Kurdish separatism in Iran first bubbled to the surface with the 1946 Republic of Mahabad, a Soviet-backed state stretching over Iran’s border with Turkey and Iraq. It lasted one year before the central government wrested back control.
Iran’s 1979 Islamic Revolution touched off bloodshed in its Kurdistan region with heavy clashes between the Shi’ite revolutionaries and the Kurdish Party of Iranian Kurdistan (KDPI) which fought for independence.
After the 1980 eruption of the Iran-Iraq war, regular Iranian armed forces and Revolutionary Guards doubled down on their repression of Kurds so as to prevent them becoming a fifth column in Tehran’s fight against Saddam Hussein.
New militant groups such as the Kurdistan Free Life Party (PJAK) have emerged over the past two decades and have occasionally clashed with security forces. Their leaders have often sought refuge in Iraqi Kurdistan and have been targeted by Iranian missiles.
Kurdish claims have oscillated between full-on separatism and autonomy within a multi-ethnic Iranian state, spanning a wide political spectrum from left-leaning secularism to right-wing Islamist thought.
SOCIETY
With 8-10 million Kurds living in Iran, Tehran fears pressure for secession will grow among a minority with a long history of struggle for its political rights.

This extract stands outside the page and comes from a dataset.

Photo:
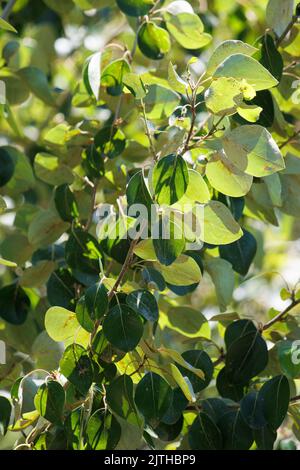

Rights groups say Kurds, who form about 10 percent of the population, along with other religious and ethnic minorities face discrimination under Iran’s Shi’ite clerical establishment.
“Kurds in Iran have long suffered deep-rooted discrimination. Their social, political and cultural rights have been repressed, as have their economic aspirations,” rights group Amnesty International said in a report.
“Kurdish regions have been economically neglected, resulting in entrenched poverty. Forced evictions and destruction of homes have left Kurds with restricted access to adequate housing.”
The elite Revolutionary Guards have put down unrest in the Kurdish community for decades, and the country’s judiciary has sentenced many activists to long jail terms or death.